– Да, – подхватил Горькій. – писал, писал – и околел.

– Как, например, я. – сумрачно сказал Андреев. – Околею в первую голову…

Он это постоянно говорил, и над ним посмеивались. Но так оно и вышло.

Вей считали Шаляпина очень левым, ревели от восторга, когда он пел «Марсельезу» или «Блоху», в которой тоже усматривали нечто революціонное, сатанинское, издевательство над королями:

Жил был король когда-то.
При нем блоха жила…

И что же вдруг случилось? Сатана стал на колени перед королем – по всей Россіи прокатился слух: Шаляпин стал на колени перед царем! Толкам об этом, возмущенію Шаляпиным не было конца краю. И сколько раз потом оправдывался Шаляпин в этом своем прегрешеніи!

– А как же мне было не стать на колени? – говорил он. – Был бенефис императорскаго опернаго хора, вот хор и решил обратиться на высочайшее имя с просьбой о прибавке жалованья, воспользоваться присутствіем царя на спектакле и стать перед ним на колени. И обратился и, стал. И что же мне, тоже павшему среди хора, было делать? Я никак не ожидал этого коленопреклоненія, как вдруг вижу: весь хор точно косой скосило на сцене, все оказались на коленях, протягивая руки к царской ложе! Что же мне было делать? Одному торчать над всем хором телеграфным столбом? Ведь это же был бы форменный скандал!

В Россіи я его видел в последній раз в начале апреля 1917 года, в дни, когда уже пріехал в Петербург Ленин.
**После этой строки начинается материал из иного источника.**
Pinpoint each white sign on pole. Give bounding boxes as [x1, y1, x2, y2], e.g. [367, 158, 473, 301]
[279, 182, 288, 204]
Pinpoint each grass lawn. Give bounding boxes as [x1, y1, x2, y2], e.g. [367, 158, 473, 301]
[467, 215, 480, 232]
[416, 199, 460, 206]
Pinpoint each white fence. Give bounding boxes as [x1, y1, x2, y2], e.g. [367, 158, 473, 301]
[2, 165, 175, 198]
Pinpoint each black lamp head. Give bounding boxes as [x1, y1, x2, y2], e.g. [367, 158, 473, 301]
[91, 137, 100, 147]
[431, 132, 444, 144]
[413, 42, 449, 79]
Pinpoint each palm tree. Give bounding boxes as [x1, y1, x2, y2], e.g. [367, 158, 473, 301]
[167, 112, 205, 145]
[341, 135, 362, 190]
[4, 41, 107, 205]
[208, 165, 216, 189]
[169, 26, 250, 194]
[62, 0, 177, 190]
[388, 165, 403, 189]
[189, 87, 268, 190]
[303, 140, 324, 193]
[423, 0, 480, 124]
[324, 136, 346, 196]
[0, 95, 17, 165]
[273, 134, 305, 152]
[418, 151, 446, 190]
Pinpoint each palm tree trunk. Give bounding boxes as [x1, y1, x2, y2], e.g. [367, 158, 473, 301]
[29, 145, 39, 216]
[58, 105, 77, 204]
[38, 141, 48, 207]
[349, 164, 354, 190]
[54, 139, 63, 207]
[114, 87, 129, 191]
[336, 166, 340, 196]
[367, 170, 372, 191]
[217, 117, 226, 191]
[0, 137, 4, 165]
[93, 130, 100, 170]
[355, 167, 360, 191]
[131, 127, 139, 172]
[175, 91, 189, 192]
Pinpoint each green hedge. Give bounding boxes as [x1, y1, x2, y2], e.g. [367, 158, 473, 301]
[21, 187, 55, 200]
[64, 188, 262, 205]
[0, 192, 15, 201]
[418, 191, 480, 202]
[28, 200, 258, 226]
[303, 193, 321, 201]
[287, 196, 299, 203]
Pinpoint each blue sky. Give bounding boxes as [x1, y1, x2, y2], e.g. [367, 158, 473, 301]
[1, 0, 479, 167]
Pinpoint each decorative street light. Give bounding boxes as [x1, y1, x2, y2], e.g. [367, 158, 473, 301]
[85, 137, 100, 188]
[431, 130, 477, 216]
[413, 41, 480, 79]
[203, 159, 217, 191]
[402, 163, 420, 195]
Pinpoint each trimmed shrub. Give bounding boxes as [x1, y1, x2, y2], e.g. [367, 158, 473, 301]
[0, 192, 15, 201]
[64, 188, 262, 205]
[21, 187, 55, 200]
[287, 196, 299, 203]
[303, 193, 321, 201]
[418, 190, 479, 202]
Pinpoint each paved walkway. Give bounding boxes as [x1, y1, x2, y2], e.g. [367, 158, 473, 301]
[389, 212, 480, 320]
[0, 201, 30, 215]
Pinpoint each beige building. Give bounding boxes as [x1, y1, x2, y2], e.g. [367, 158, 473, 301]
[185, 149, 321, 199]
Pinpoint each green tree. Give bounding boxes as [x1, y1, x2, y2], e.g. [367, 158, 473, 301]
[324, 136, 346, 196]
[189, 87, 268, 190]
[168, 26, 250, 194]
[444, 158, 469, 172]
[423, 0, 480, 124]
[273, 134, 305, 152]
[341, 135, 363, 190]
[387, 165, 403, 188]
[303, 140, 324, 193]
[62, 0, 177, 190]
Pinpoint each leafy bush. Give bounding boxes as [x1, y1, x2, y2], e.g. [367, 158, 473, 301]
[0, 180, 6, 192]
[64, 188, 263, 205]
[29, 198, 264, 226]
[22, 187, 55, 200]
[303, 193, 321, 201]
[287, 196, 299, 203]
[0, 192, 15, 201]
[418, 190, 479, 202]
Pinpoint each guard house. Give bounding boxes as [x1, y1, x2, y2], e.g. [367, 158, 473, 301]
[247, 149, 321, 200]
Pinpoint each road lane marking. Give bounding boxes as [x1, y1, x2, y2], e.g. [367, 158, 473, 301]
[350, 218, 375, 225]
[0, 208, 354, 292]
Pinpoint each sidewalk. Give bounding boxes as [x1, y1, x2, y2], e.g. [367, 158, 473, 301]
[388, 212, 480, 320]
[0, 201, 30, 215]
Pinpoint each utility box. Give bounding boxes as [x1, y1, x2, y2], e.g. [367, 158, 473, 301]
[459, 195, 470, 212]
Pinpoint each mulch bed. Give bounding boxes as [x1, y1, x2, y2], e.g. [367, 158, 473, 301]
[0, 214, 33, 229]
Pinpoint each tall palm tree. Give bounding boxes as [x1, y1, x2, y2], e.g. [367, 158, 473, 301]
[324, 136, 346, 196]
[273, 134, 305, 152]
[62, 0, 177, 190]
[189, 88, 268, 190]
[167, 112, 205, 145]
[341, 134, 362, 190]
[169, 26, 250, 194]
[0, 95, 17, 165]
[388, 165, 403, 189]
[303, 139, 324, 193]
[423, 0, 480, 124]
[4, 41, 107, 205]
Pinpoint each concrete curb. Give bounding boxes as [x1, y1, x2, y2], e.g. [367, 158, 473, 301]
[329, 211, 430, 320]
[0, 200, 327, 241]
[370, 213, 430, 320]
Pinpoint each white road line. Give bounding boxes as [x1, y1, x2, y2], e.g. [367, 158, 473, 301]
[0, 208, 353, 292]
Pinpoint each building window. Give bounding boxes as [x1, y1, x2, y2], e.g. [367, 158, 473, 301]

Я в эти дни тоже был в Петербурге и вместе с Шаляпиным получил приглашеніе от Горькаго присутствовать на торжественном сборище в Михайловском театре, где Горькій должен был держать речь по поводу учрежденія им какой-то «Академіи свободных наук». Не понимаю, не помню, почему, мы с Шаляпиным получили приглашеніе на это во всех смыслах нелепое сборище. Горькій держал свою речь весьма долго, высокопарно и затем объявил:

– Товарищи, среди нас Шаляпин и Бунин! Предлагаю их приветствовать!

Зал стал бешено аплодировать, стучать ногами, вызывать нас. Мы скрылись за кулисы, как вдруг кто-то прибежал вслед за нами, говоря, что зал требует, чтобы Шаляпин пел. Выходило так, что Шаляпину опять надо было «становиться на колени». Но он решительно сказал прибежавшему:

– Я не пожарный, чтобы лезть на крышу по первому требованію. Так и объявите в зале.

Прибежавшій скрылся, а Шаляпин сказал мне, разводя руками:

– Вот, брат, какое дело: и петь нельзя и не петь нельзя, – ведь в свое время вспомнят, на фонаре повесят, черти. А все-таки петь я не стану.

И так и не стал. При большевиках уже не был столь храбр. За то в конце концов ухитрился сбежать от них.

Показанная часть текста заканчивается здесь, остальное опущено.